POTUS Set to Grant 10 Posthumous Pardons?
today at 3:51 pm
Occasionally-reliable sources are reporting that Donald Trump is preparing pardons for
well known figures of whom –he allegedly alleges,–“fake history has been unfair to,in their indictments slurring and sullying their good names”
Following is an alleged list of the alleged recipients of the alleged pardons. along with the President’ alleged commentary defending their behavior.
- Attila the Hun: “Sure he wiped out a lot of people, but they must have been pretty bad hombres because today “Attila-Not-Vanilla’ (as I callhim) is looked upon as Hungary’s George Washington, Look it up.”
- Gengis Khan: ” Maybe he overdid it a little, but that guy got more pussy that probably anybody in history except maybe one or two others. That’s why I consider myself a Khan man.
- Charles Manson: “Just because a couple of his disciples killed those left-wing Hollywood elitists, doesn’t make Charle guilty of murder. Think of how many moms have found out that their kid has, say, stolen a candy bar and used the excuse that his friends steal too and told him he could do it to, then the mother says ‘if they told you to jump in the river, would you jump in the river? No.’ Same with Charlie. They didn’t have to kill those enemies-of-the-people just because he told them to. Sort of the same as politics. Just because a, oh say, big time office holder suggests that an underling do something, oh say, illegal or unconstitutional, doesn’t mean the office holder is guilty. I call this my “jump in the lake” defense. And millions of Moms have my backside on this one.

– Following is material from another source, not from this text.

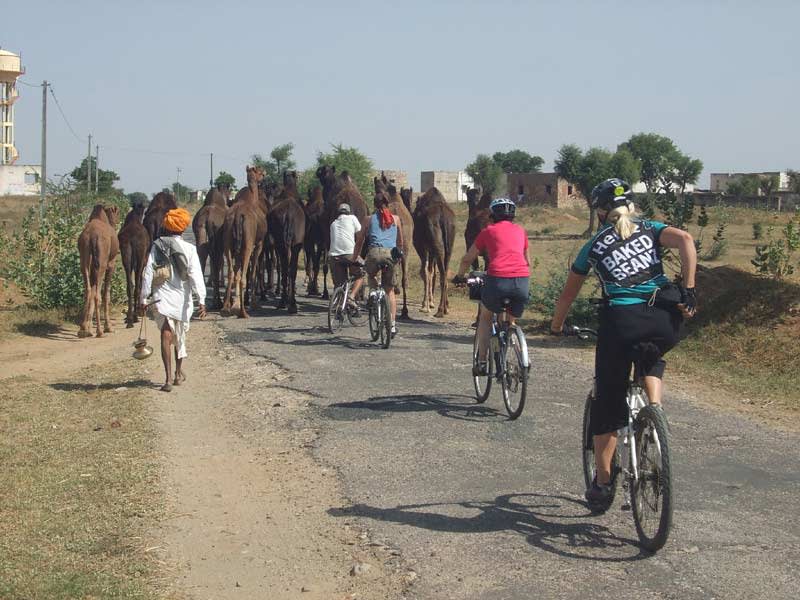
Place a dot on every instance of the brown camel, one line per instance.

- Jeff Daumer. “He should never have been charged with so-called “necrophilia”. I maintain that the absence of a “No” constitutes legal consensual sex. Also, I resent a bunch of ‘Do-Gooders” telling other people–even presidential people–what they should and shouldn’t eat. Who do they think they are, Nigerian-born Michelle Obama?”

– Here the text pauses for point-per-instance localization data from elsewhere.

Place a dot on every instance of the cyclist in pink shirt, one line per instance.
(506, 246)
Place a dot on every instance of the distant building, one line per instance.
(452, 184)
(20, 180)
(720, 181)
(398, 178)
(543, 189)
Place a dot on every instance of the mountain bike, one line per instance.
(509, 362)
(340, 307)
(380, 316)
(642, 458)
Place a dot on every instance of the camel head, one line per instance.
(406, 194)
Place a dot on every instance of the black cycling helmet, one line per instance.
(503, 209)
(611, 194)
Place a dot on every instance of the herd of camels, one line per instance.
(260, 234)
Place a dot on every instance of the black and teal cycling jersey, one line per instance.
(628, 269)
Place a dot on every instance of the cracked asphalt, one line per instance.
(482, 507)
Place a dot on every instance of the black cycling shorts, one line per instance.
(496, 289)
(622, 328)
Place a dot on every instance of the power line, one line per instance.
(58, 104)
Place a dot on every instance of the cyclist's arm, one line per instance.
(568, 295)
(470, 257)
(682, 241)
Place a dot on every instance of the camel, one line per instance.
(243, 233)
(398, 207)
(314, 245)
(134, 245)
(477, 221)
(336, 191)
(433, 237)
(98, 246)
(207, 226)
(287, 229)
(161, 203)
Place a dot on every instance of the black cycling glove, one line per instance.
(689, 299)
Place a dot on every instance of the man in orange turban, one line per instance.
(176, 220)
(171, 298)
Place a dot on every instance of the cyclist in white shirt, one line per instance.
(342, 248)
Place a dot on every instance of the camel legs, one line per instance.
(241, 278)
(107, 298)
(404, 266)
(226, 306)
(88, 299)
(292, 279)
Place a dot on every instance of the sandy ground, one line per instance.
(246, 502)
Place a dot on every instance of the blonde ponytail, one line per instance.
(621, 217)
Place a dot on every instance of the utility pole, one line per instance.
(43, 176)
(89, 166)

- Ponzi. “I don’t know the first name of this Captain of Capitalism, but the fake historians carp at him just because he had an original idea, They call it a scheme. I call it a business plan. I think they should build a shrine to this man, maybe make a biopic of his life called “Caveat Emptor Empire”… maybe starring Henry Winkler as “the Ponz,”
- Robert Mugabe: “Anybody who can become filthy rich in a shit-hole country like his, whatever it was, must have taken a short-cut or two. That’s business. I call him a hero, “my African-American African”.

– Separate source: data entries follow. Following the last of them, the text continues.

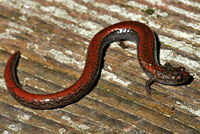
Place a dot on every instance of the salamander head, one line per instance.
(172, 75)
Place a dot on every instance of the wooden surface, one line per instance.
(53, 36)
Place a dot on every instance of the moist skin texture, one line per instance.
(122, 31)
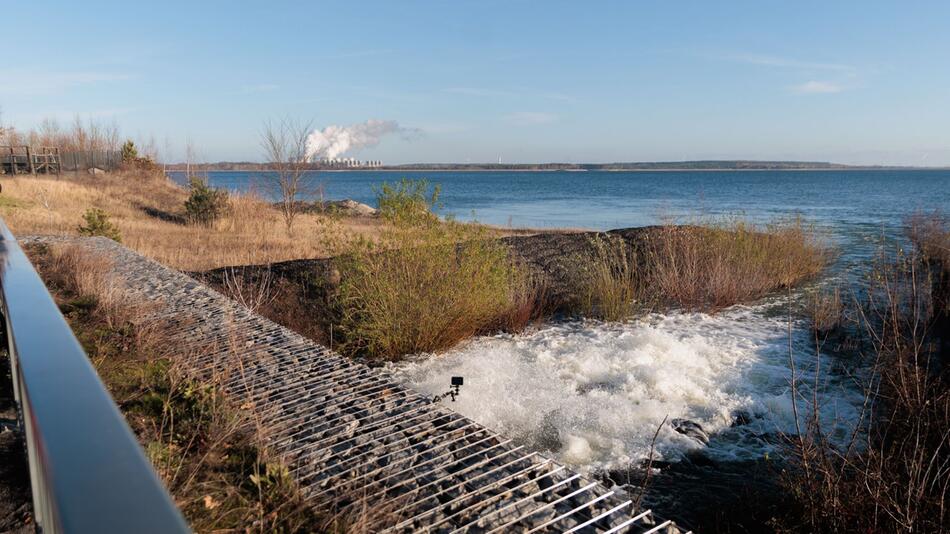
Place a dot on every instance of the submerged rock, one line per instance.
(691, 429)
(741, 418)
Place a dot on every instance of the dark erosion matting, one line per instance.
(356, 440)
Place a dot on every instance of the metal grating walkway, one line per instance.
(358, 443)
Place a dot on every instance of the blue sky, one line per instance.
(854, 82)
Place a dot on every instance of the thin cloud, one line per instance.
(526, 118)
(478, 91)
(31, 83)
(503, 93)
(787, 63)
(260, 88)
(815, 87)
(358, 53)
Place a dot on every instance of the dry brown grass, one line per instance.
(716, 265)
(611, 280)
(893, 474)
(149, 209)
(209, 454)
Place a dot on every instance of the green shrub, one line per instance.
(97, 223)
(206, 204)
(427, 284)
(408, 202)
(129, 153)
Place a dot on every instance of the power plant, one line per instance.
(350, 163)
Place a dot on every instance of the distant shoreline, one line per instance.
(216, 168)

- Richard Nixon: “Fake historians overlook the fact that by extending the duration of a war, he assured that America maintained its continuous global dominance in wheelchair basketball.”
- Caligula: “Look , being the head of state isn’t exactly a bed of roses. To relieve the pressures, the guy had to take time off for recreation. I don’t think they had golf then, so instead he had orgies. Sort of like that guy Epstein –who I never really knew– used to have. Those photos of me with him, I think you know are fake. Just like the peepee tapes that the Democrats might try to publish later this year. By the way, I would have sent a condolence card to Epstein’s close friends and loved ones, but it turns out nobody actually knew him.”
- Roy Cohn: “A great philosopher. And my life coach. Indeed, his wise words to me personally have guided all my actions all my adult life, to wit “Donald, never apologize. Instead attack your accusers at all costs.” He taught me that you can even go after institutions like the military like he did with another hero of mine, Joe McCarthy. Just to get more cushy duty and a commission for his G.I good friend, David. That’s how come I can attack the CIA, the FBI, the Congress, the Judiciary, and all those disloyal people I hired at the time they were the best people but they turned into bad hombres. And, boy, Roy was no homo and he stuck to that story till the day he died of, um, I don’t remember what he died of. But I miss him. Such a loyal guy.”
- Adolph Hitler:”Oh,I know he did a lot of bad stuff, but just like those guys that marched in Charlesburg or Charlestown or Charles whatever, there were some good things about him too. Those counterfeit historians forget that he incarcerated Socialists, Communists, Gypsies, Homosexuals, and Retards too. Plus he improved the railroads. And he loved dogs. I can even forgive him for being a vegetarian. And I don’t apologized for that.”